Loading doses and maintenance infusion rates of aztreonam and ceftazidime were calculated using Equations 1 and 2.^12-14 Continuous infusion aztreonam or ceftazidime were administered to achieve target drug levels at or above the MIC when possible. The dosage regimens were calculated with the following parameters: maximal target drug level of 100 mg/L; half-life of two hours; volume of distribution of 0.3 L/kg. Renal dosing of ceftazidime was calculated using equation 5. Creatinine clearance (CrCl) was calculated using the Cockroft-Gault equation.¹⁵

$$\begin{array}{cc}\hfill & \text{Loading dose}\left(\mathrm{mg}\right)={\mathrm{C}}_{\text{peak}}(\mathrm{mg}∕\mathrm{L})\times {\mathrm{V}}_{\mathrm{d}}(\mathrm{L}∕\mathrm{kg})\times \text{weight}\left(\mathrm{kg}\right)\hfill \\ \hfill & {\mathrm{C}}_{\text{peak}}=\text{target peak concentration},{\mathrm{V}}_{\mathrm{d}}=\text{volume of distribution}\hfill \end{array}$$ 1.

$$\begin{array}{cc}\hfill & \text{Maintenance infusion rate}(\mathrm{mg}∕\mathrm{h})={\mathrm{C}}_{\mathrm{ss}}(\mathrm{mg}∕\mathrm{L})\times {\mathrm{Cl}}_{\text{total}}(\mathrm{L}∕\mathrm{h})\hfill \\ \hfill & {\mathrm{C}}_{\mathrm{ss}}=\text{target mean steady state concentration},{\mathrm{Cl}}_{\text{total}}=\text{total body clearance}\hfill \end{array}$$ 2.

$$\begin{array}{cc}\hfill & {\mathrm{Cl}}_{\text{total}}(\mathrm{L}∕\mathrm{h})={\mathrm{K}}_{\mathrm{e}}\left({\mathrm{h}}^{-1}\right)\times {\mathrm{V}}_{\mathrm{d}}(\mathrm{L}∕\mathrm{kg})\times \text{weight}\left(\mathrm{kg}\right)\hfill \\ \hfill & {\mathrm{K}}_{\mathrm{e}}=\text{elimination rate constant},{\mathrm{V}}_{\mathrm{d}}=\text{volume of distribution}\hfill \end{array}$$ 3.

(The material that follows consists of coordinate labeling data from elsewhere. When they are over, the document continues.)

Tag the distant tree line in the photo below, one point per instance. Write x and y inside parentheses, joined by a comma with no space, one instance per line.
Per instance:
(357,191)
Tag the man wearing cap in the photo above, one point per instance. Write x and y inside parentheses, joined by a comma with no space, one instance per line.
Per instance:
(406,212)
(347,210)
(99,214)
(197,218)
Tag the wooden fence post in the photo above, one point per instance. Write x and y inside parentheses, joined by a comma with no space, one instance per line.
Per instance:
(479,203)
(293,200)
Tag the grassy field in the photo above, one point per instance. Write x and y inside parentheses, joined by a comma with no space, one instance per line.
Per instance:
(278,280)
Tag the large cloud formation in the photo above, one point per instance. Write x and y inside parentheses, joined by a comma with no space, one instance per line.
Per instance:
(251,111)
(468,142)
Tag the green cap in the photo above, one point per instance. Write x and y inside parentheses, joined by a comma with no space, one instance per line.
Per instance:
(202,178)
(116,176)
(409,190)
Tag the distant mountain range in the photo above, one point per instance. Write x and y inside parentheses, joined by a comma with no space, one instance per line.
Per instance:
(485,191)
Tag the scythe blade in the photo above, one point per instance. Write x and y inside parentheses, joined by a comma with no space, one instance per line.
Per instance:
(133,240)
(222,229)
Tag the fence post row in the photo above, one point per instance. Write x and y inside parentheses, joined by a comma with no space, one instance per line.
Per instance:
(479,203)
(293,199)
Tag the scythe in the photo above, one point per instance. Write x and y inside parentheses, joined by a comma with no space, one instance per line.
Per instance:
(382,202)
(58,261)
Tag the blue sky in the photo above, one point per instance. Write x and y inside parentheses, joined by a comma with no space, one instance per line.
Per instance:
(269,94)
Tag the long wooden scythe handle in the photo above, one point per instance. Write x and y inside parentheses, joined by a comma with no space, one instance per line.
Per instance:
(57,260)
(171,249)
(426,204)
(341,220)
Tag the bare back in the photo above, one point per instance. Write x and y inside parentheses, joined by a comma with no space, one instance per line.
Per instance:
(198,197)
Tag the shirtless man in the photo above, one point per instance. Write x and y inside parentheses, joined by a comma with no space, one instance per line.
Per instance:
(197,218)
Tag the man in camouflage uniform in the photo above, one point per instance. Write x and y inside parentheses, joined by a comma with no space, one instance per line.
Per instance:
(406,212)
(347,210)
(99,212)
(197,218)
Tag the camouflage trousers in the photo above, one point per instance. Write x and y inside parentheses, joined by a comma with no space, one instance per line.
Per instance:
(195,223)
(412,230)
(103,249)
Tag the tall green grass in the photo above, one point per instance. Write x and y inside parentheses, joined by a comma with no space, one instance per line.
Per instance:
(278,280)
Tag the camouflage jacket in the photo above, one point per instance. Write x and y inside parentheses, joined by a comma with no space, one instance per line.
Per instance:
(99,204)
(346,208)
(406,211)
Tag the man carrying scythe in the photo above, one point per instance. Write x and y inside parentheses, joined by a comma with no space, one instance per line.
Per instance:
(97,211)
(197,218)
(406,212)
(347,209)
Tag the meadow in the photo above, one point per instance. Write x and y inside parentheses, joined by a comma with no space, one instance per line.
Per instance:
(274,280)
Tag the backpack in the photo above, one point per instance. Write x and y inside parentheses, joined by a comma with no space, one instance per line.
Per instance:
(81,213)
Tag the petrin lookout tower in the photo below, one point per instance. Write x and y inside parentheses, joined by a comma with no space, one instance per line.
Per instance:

$$\begin{array}{cc}\hfill & {\mathrm{K}}_{\mathrm{e}}\left({\mathrm{h}}^{-1}\right)=0.693∕{\mathrm{t}}_{1∕2}\left(\mathrm{h}\right)\hfill \\ \hfill & {\mathrm{K}}_{\mathrm{e}}=\text{elimination rate constant},{\mathrm{t}}_{1∕2}=\text{half-life}\hfill \end{array}$$ 4.

$$\begin{array}{cc}\hfill & \text{Maintenance infusion rate for}\mathrm{Crcl}<100\mathrm{mL}∕\min \hfill \\ \hfill & \text{Maintenance infusion rate}(\mathrm{mg}∕\mathrm{h})=\left(\text{maintenance infusion rate from equation}2\right)\times (\mathrm{CrCl}∕100)\hfill \end{array}$$ 5.